Defendants claim that plaintiffs' failure to read the Offering Memorandum "defeats any claim that they were mislead by alleged misstatements made at promotional `road shows.'" Reply Memorandum in Further Support of the NatWest Defendants' Motion for Summary Judgment at 4. This argument, however, was raised previously and decided in the context of defendants' first motion to dismiss, albeit in slightly different form. In Gabriel I, NatWest and McDonald argued

that any prior [road show] representations were contradicted by the Offering Memorandum, making reliance on those representations unreasonable.... Although NatWest and McDonald do identify several contradictions between earlier representations and the Offering Memorandum, their list is by no means exhaustive. Plaintiffs have identified a number of allegedly false representations in the slides that are not contradicted by the Offering Memorandum. ... The representations made at the road show and in the slides contained no disclaimer analogous to the ones in the Offering Memorandum.

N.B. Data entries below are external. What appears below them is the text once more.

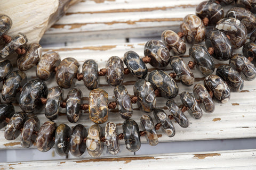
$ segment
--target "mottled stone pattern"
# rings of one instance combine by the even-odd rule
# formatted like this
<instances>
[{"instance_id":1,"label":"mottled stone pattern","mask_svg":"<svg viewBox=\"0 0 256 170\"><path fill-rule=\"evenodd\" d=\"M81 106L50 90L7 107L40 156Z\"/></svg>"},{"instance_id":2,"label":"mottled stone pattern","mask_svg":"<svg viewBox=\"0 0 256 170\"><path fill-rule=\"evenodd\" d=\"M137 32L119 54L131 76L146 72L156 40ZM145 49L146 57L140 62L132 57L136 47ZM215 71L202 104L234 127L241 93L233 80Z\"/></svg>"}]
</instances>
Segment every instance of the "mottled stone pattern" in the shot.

As a result, plaintiff[s] could justifiably rely on those representations.

94 F.Supp.2d at 507-08 (emphasis added). Gabriel I held that contradictions and disclaimers in the Offering Memorandum could not defeat reliance on the road show representations as a matter of law. It stands to reason, similarly, that a failure to read the Offering Memorandum cannot defeat plaintiffs' claim of reliance on road show misrepresentations or omissions as a matter of law. However, a jury may conclude that the timely receipt of the Offering Memorandum defeats plaintiffs' claim of reliance on material presented at the road show. Therefore, all of plaintiffs' claims regarding misrepresentations made at the road show must be decided at trial.[5] As limited by this Opinion, the trial shall proceed as scheduled.

SO ORDERED.

NOTES

[1] Defendants McDonald and SDI have since been voluntarily dismissed from this lawsuit pursuant to Rule 41 of the Federal Rules of Civil Procedure.

[2] The "road show" was the sales presentation recommending the purchase of NSM Notes made by various representatives of NatWest, McDonald and NSM to Jack Mayer, a Gabriel Capital portfolio manager, and Selin Cebeci-Gulcelik, a former analyst at Gabriel Capital who worked under Mayer's direction.

[3] Plaintiffs allege that they "reviewed and relied upon the written materials provided to them by the defendants, as well as the oral representations made by the defendants, in making the decision to invest in the NSM Notes. Based upon these representations, on or about March 2, 1998, the plaintiffs together purchased $15.5 million in principal value of 12% NSM Senior Steel Mortgage Notes due 2006." SAC ¶ 18.

[4] This point was conceded by plaintiff's counsel, Thomas B. Hatch, during a telephone conference held on September 28, 2001.

[5] Plaintiffs also state that "the record shows several material omissions." Memorandum in Opposition to the NatWest Defendants' Motion for Summary Judgment at 18. See, e.g., purported omissions regarding the quality of steel produced and the availability of working capital. The citations supporting these omissions refer to various expert reports rather than the Second Amended Complaint. See Expert Report of Ralph O. Hellmold, Chairman, The Private Investment Banking Co., Ex. A to the Declaration of Randall Tietjen, plaintiffs' attorney, ("Teitjen Decl."), at 19-23; Expert Report of Arthur H. Cobb, Cobb & Associates, Ltd., Ex. C of Teitjen Decl., at 9-10. But these expert reports state that these omissions are from the Offering Memorandum, not the road show. Plaintiffs may therefore conform the pleadings to the proof by filing a Third Amended Complaint identifying the pertinent omissions and when they were allegedly omitted within 10 days of the date of this Order.